ただし、この『学修案内』は、単位(数字)の積み重ねの方法を示すマニュアル本ではありません。最終的には、卒業に至るまでの文字通り学びのガイドブックです。大学を巣立つとき、堂々と福島大学で学んできたことが言える、この課題に関しては深く専門性を追求することができたという足跡を残すことができればいいと思います。そのために、逆に入り口は広くして臨むということもあり得ると思います。広い視野を持って教養を身につけ、経験を得て、多彩な授業科目を関連付けし、年次を経るとともに自分の本当にやりたい専門性を見つけ出してください。今福島は、震災復興、地方創生、都市の再生、農村振興、地域の活性化、市民生活と行政のあり方、暮らしと法政策、環境問題、少子高齢社会、文化の伝承、子どもの生活、地域教育、国際関係、文化の多様性、etc・・・、とにかく、現代社会や地域の課題に考えをめぐらすテーマや学びのフィールドがあふれている地でもあります。自ら課題を発見し、課題にふれ、そして創造・発信していく、そんな大学生活に挑んでください。
先に「社会」というネットワークにふれ、「社会」は客観的に外部者の視点で観察できるものではないと述べました。今、福島大学は「アクティブ・ラーニング」という学びのスタイルを唱えています。これは、一方的に知識を注入されるのではなく、学生の皆さんが能動的に学修の場に参加し、参加する仲間と共に考え「思考力・判断力」を身につけ、何かを創造する学びです。「社会」の内側に自ら切り込み、内側から外に発信していくことで、皆さんも「社会」のネットワークの一員であることを実感できるかもしれません。ヒアリング活動をしたり、地域の活動に参加したり、インターンシップに参加したり、「社会」のフィールドに出かけていくことを想像するかもしれませんが、「アクティブ・ラーニング」とは、単に野外に出て活動する行動態様を指しているのではありません。調査結果の分析、政策提言の作成、アイデアを出し合うワークショップ、討論会、仮定分析など、互いの情報や外で得られた情報を「出し合い・話し合い」協働して課題解決に導くことが肝心となります。そして、そこには「話す・発表する」ということが大切です。私は、とりわけ「発表する」という学生の成長に興味があります。発表するということは、誰かに伝わらなければ、学びの意義は失われてしまうと思っています。いかに「伝える」か、それは「学び」のサービス力を高めることになり、将来の社会に役立つと思うからです。

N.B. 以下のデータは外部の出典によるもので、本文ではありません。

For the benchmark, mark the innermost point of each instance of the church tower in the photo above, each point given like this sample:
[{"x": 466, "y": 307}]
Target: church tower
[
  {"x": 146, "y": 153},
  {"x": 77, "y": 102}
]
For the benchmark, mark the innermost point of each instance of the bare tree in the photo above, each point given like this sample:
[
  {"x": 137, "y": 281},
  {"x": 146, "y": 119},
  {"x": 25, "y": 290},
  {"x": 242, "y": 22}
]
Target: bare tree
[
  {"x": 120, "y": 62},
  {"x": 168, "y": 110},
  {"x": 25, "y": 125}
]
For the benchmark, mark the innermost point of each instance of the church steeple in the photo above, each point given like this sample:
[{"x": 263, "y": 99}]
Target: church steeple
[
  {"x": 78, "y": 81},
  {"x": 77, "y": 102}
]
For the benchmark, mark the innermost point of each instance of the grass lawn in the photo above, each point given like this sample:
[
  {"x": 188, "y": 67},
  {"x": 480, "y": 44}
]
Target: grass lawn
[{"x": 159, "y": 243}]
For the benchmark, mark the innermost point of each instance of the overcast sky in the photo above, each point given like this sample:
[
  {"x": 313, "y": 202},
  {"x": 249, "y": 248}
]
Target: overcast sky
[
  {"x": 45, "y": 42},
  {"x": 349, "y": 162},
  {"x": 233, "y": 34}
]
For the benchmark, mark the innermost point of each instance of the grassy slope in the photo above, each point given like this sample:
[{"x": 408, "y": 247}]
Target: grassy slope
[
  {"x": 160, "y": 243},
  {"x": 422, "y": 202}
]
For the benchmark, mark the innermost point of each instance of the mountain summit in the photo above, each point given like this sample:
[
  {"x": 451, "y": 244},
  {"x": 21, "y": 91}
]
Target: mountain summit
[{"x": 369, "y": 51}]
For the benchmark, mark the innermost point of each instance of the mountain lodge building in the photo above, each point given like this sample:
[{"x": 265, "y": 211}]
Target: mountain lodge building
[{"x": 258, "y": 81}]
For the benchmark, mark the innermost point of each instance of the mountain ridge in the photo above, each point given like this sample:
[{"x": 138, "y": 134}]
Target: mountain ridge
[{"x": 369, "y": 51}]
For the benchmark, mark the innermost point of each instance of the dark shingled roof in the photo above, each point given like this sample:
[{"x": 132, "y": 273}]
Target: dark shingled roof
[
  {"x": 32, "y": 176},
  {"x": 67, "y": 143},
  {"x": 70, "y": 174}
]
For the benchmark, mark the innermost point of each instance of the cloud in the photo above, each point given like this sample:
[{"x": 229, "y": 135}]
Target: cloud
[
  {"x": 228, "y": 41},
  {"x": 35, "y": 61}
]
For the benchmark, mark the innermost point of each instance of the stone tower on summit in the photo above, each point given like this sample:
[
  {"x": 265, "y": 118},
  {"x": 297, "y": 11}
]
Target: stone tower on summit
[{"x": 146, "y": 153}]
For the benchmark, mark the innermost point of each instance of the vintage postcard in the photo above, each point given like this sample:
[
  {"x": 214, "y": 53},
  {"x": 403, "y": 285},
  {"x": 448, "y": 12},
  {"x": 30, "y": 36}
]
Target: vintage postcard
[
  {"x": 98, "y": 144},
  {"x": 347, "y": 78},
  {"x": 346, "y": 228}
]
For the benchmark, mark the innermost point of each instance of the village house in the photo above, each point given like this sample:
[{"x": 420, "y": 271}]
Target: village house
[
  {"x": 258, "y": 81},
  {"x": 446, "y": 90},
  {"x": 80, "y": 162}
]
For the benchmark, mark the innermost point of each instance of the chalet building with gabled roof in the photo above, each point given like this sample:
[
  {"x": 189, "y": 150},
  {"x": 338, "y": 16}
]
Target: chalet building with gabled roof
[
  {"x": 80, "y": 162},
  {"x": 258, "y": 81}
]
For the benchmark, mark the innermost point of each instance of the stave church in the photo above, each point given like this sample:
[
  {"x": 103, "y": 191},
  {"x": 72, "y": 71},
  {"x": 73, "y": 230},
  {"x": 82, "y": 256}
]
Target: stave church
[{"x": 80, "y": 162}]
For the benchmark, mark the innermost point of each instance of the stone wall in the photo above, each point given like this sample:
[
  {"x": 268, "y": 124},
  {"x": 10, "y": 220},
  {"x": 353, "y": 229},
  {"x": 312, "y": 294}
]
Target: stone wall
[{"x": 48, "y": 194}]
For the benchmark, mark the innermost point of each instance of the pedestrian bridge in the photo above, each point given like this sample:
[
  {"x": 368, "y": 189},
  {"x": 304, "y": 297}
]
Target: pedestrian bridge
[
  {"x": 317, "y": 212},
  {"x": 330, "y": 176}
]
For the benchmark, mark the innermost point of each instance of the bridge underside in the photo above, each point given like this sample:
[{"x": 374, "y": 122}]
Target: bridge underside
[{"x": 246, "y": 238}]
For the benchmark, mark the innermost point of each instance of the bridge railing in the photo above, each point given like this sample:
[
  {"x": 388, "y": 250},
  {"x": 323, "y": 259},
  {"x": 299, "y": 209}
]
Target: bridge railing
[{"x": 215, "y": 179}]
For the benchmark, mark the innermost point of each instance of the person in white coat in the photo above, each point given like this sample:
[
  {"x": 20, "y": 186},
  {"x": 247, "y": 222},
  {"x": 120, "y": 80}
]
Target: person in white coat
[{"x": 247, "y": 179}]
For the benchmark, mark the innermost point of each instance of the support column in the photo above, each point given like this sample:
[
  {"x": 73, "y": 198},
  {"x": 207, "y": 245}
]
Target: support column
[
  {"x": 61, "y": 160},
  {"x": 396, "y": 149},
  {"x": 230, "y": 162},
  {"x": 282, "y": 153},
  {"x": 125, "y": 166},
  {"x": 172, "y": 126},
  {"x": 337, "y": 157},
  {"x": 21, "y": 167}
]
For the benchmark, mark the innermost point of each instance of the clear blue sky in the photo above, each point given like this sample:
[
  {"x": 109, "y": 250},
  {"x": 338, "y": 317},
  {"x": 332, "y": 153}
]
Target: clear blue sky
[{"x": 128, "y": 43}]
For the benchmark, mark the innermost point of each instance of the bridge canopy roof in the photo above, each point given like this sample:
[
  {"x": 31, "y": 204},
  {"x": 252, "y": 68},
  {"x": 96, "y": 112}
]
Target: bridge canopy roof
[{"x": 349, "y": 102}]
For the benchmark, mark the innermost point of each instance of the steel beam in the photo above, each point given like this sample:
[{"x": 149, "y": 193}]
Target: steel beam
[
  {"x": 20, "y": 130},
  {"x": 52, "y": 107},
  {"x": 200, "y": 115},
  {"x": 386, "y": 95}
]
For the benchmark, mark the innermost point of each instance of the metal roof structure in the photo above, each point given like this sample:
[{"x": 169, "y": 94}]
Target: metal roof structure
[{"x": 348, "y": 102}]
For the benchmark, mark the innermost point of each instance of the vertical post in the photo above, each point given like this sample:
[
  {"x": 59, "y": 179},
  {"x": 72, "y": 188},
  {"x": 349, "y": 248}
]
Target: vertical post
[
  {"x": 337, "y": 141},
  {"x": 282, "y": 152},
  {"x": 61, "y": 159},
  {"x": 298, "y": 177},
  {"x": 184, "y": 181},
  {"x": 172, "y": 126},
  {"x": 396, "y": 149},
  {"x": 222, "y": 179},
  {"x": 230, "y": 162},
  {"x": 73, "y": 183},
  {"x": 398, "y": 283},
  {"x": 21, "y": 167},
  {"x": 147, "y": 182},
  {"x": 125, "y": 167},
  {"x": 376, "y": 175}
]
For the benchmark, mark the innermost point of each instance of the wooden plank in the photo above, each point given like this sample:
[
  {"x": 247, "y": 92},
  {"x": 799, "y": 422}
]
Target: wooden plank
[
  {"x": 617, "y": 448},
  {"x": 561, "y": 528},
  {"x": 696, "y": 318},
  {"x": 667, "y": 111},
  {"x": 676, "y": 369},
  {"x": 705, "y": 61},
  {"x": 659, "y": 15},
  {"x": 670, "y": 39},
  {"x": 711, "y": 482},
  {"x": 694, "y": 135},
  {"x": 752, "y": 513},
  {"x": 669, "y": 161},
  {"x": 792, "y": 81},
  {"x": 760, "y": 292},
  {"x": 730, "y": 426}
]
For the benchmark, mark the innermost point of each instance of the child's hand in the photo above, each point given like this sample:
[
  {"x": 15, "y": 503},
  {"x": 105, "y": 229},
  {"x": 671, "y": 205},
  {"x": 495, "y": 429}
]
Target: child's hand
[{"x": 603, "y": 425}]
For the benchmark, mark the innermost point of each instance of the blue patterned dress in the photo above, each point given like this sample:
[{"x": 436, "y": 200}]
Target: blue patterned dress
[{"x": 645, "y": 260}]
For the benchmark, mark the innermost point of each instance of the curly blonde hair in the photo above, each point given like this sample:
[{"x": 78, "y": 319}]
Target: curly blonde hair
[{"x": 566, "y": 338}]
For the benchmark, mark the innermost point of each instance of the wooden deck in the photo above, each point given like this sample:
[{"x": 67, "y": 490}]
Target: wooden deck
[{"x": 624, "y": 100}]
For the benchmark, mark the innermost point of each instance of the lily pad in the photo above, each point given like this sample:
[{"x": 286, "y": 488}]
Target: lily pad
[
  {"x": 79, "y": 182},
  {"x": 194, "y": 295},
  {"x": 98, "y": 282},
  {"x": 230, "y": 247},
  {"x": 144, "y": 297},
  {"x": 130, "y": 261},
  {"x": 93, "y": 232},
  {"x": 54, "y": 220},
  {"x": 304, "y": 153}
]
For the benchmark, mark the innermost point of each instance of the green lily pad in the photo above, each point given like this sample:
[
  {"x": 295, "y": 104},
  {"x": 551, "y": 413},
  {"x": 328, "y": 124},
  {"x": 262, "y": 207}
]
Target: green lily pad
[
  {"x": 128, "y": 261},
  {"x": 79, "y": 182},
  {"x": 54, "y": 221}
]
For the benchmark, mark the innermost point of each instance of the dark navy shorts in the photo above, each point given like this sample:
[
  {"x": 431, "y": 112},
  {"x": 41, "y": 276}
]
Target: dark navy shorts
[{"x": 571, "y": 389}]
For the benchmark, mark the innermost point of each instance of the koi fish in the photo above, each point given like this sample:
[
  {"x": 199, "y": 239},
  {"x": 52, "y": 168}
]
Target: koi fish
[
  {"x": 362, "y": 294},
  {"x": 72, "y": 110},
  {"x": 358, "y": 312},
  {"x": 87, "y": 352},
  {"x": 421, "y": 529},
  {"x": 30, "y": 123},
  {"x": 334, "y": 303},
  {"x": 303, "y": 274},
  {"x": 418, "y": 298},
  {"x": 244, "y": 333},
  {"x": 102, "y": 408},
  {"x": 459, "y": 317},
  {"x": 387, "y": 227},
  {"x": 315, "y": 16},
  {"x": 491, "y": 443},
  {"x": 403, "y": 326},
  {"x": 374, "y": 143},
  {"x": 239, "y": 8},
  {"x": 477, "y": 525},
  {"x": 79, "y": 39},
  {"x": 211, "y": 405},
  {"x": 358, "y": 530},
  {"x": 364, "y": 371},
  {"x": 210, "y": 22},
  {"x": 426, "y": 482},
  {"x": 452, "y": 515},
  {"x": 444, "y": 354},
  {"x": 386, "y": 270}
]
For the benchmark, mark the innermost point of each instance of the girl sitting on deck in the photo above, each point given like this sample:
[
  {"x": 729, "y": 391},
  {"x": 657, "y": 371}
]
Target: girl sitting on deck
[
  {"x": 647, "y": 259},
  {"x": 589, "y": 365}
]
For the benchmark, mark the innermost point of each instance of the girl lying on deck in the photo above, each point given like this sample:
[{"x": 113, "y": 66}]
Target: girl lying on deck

生涯の学びを考えると、大学時代もその過程の一つです。知識を身につけ、能動的な学びを心掛け、様々な経験を積みあげる。大学時代に短期・長期を問わず留学を経験することもそのメニューの一つでしょう。大学で出会った仲間や地域の人々と互いに利する関係を築き、社会人へと、あるいは更に課題を探究するための「大学院」進学へと、可能性を広く持ちながらも、たどる先には学ぶべき自分の学修の確立を目指してください。ここで出会う人々とは、偶然の出会いではなく必然の出会いであるとも思います。集団の中に有りつつも、自分らしさを発揮し、学修テーマの中にいる人々とともに進みましょう。